Reduced levels of Aβ 40 and Aβ 42 in brains of smoking controls and Alzheimer's patients

The effects of nicotine on levels of Aβ 40 and Aβ 42 and nicotinic receptor binding sites were studied in brains from nonsmoking and smoking patients with Alzheimers disease (AD) and aged-matched controls. The levels of soluble and insoluble Aβ 40 and Aβ 42 in frontal cortex and Aβ 40 in temporal cortex and hippocampus were significantly decreased in smoking AD patients compared to nonsmokers with AD. In smoking controls the levels of soluble and insoluble Aβ 40 and Aβ 42 in the frontal and temporal cortex were significantly lower than in nonsmoking controls.
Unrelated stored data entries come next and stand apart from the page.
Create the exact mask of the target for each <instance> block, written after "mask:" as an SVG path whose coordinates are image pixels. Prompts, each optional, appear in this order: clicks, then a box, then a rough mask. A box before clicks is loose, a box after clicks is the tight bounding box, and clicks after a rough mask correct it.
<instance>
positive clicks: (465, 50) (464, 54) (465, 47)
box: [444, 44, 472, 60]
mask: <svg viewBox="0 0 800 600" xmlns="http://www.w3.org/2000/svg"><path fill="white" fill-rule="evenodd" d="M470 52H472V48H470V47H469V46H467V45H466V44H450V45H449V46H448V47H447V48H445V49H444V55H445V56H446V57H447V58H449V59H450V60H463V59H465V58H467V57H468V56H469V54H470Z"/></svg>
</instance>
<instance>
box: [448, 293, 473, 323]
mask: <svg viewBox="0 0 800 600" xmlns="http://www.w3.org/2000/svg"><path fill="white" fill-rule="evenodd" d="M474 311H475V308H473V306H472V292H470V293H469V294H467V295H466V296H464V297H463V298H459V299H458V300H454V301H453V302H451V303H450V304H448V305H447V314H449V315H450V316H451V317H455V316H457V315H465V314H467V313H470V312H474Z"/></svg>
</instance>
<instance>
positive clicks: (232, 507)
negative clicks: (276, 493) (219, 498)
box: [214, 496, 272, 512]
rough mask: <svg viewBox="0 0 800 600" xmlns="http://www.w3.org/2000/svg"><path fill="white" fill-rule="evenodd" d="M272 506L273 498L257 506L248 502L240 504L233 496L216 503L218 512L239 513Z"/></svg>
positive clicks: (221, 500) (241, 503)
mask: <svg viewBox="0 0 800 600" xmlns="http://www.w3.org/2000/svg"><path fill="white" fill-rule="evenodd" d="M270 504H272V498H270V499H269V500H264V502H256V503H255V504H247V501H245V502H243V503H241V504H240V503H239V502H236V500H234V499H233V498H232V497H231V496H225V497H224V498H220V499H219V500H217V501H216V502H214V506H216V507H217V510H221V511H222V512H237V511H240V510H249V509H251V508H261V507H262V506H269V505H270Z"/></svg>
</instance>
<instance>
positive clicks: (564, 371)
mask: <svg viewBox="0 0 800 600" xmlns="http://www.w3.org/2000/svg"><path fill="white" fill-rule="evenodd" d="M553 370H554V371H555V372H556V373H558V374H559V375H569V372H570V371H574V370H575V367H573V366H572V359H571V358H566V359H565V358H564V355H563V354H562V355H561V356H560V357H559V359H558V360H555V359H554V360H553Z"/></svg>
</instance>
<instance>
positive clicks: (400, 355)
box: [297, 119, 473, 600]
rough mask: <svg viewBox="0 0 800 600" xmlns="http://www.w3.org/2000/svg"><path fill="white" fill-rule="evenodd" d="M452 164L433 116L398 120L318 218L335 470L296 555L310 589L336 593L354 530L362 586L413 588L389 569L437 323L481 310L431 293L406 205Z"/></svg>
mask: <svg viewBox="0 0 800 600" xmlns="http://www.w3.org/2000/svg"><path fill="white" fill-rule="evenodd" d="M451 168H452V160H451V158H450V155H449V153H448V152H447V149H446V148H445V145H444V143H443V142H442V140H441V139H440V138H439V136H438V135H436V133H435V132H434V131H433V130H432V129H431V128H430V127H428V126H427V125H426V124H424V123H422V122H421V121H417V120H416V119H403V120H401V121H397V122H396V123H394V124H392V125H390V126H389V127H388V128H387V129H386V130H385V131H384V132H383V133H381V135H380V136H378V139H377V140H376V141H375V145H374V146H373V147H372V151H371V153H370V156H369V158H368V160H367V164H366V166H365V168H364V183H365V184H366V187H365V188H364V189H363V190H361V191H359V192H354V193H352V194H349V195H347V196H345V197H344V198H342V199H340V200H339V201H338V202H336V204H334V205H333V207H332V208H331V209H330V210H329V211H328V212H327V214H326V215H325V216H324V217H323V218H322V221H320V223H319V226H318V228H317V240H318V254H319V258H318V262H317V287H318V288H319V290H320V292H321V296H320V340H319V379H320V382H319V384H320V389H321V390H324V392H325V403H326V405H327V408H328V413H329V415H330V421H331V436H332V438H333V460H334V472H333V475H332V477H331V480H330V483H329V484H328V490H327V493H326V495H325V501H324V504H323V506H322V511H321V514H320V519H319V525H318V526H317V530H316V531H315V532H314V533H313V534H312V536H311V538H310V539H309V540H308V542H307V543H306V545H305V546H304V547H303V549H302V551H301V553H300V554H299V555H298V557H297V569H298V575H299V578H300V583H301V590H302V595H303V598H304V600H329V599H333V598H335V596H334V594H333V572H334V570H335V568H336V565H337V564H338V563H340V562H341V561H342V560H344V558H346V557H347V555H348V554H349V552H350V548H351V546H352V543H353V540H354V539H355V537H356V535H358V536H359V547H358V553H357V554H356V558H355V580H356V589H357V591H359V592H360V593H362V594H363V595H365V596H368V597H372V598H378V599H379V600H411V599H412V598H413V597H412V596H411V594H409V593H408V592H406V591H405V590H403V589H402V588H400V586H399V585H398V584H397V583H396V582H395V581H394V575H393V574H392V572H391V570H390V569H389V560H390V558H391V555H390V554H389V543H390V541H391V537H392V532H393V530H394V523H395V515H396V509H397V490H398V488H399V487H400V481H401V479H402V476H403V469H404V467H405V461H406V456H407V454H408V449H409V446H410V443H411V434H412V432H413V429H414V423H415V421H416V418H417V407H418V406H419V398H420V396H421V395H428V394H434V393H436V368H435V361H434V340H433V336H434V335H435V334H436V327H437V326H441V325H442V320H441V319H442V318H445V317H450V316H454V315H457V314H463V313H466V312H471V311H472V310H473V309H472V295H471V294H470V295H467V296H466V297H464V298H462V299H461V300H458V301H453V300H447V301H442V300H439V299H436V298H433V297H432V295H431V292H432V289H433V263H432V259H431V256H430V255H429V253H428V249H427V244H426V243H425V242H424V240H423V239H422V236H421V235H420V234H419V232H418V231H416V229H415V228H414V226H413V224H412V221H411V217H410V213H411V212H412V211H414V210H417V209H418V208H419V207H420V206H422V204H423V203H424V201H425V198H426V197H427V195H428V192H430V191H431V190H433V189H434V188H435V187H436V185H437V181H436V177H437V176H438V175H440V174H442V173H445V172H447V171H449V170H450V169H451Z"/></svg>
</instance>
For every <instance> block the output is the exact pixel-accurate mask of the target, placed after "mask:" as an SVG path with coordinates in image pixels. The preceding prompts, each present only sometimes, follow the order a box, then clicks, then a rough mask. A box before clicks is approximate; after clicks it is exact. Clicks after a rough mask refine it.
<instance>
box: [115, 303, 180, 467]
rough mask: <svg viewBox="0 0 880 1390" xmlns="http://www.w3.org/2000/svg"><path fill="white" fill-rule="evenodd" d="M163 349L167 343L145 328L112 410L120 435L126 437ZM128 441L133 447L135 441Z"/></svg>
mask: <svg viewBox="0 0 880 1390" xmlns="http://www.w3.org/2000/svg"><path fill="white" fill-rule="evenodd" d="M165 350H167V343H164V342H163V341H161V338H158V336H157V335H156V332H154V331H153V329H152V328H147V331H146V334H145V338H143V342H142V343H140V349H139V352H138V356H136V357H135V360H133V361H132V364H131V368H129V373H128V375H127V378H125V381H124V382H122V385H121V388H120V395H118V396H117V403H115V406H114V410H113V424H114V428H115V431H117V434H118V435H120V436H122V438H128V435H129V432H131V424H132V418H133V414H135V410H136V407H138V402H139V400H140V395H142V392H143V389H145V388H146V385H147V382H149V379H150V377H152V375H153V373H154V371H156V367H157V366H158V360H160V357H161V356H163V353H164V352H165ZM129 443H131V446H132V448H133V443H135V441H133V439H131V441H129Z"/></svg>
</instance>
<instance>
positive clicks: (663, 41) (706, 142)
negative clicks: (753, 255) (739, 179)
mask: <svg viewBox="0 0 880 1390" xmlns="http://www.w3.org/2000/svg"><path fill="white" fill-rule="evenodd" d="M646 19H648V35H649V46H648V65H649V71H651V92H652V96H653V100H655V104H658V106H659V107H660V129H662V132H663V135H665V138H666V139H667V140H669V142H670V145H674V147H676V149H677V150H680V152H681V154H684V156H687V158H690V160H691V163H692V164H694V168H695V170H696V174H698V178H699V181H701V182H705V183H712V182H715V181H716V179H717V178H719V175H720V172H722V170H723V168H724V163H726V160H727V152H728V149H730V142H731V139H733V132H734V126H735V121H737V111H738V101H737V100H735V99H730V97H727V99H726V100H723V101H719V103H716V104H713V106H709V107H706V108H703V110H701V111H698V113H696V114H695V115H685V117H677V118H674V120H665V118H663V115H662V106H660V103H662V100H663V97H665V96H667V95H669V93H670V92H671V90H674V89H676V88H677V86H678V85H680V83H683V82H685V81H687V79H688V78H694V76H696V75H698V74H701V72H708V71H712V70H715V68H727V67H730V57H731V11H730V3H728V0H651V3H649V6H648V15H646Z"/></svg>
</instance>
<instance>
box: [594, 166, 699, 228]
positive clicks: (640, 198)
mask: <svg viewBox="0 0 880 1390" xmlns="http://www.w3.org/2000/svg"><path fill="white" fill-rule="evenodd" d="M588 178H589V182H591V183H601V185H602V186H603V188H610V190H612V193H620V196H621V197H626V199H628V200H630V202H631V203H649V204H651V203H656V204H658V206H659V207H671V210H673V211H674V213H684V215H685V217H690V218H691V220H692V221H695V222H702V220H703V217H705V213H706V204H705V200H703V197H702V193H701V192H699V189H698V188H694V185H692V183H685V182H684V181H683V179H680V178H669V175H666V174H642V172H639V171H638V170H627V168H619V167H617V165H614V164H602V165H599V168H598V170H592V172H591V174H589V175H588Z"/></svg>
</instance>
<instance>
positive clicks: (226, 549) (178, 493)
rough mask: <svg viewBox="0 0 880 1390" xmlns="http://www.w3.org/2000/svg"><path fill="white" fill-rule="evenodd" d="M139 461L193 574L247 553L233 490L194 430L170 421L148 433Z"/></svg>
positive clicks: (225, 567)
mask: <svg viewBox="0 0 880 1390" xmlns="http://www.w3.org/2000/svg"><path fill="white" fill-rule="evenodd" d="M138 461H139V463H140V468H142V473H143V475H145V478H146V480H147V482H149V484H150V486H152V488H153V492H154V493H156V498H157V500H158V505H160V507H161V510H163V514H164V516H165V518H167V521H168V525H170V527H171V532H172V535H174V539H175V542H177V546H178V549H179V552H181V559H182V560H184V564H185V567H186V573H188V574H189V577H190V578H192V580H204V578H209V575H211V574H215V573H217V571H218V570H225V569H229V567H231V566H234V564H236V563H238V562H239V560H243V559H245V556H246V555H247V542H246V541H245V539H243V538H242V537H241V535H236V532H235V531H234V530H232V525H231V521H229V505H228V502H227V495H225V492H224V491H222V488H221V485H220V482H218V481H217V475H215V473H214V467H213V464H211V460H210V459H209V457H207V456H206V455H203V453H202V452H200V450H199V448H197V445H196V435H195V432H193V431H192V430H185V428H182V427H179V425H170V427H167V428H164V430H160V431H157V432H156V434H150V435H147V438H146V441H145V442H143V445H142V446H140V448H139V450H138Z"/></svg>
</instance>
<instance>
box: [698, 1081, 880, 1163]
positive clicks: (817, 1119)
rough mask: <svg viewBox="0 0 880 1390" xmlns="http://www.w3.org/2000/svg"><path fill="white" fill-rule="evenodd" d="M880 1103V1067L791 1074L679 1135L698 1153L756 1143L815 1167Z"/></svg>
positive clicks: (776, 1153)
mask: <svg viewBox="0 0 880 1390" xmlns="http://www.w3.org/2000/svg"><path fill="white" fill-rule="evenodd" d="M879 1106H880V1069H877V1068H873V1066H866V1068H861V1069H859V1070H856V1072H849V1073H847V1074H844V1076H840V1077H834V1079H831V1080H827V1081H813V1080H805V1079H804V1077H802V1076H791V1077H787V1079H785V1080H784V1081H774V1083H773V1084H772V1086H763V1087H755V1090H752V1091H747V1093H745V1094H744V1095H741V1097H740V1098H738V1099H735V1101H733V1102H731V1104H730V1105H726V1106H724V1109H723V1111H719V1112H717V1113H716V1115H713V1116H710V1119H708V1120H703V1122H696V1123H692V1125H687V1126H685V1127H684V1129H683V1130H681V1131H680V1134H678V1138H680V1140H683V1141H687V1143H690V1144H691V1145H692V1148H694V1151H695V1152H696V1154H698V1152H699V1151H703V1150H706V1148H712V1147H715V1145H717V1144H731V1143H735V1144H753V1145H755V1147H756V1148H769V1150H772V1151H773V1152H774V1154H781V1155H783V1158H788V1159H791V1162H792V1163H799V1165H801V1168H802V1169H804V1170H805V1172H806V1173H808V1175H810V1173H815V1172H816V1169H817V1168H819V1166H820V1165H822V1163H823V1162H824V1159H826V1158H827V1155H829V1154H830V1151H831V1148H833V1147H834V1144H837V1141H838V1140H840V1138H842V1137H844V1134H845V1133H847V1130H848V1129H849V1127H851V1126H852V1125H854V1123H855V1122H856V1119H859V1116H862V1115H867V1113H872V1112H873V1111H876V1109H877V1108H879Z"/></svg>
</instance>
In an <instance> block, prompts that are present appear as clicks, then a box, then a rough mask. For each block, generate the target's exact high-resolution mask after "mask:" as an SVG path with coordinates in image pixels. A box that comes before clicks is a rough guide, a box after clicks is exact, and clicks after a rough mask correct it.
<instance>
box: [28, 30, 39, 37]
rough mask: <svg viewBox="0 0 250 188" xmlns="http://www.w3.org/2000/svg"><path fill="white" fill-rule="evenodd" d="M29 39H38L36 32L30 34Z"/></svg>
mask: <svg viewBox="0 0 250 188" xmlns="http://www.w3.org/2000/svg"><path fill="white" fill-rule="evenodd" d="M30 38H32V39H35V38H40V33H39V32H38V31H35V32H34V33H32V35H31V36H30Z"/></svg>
The binding of [3H]cytisine in temporal cortex was significantly increased in smokers with AD compared to nonsmokers with AD. In smoking controls [3H]cytisine and [3H]epibatidine binding were significantly increased from 1.5- to 2-fold compared to nonsmoking controls whereas binding sites for [125I]α-bungarotoxin was less up-regulated. These results indicate that selective nicotinic receptor agonists may be a novel protective therapy in AD by reducing Aβ levels as well as the loss of nicotinic receptors in AD brain.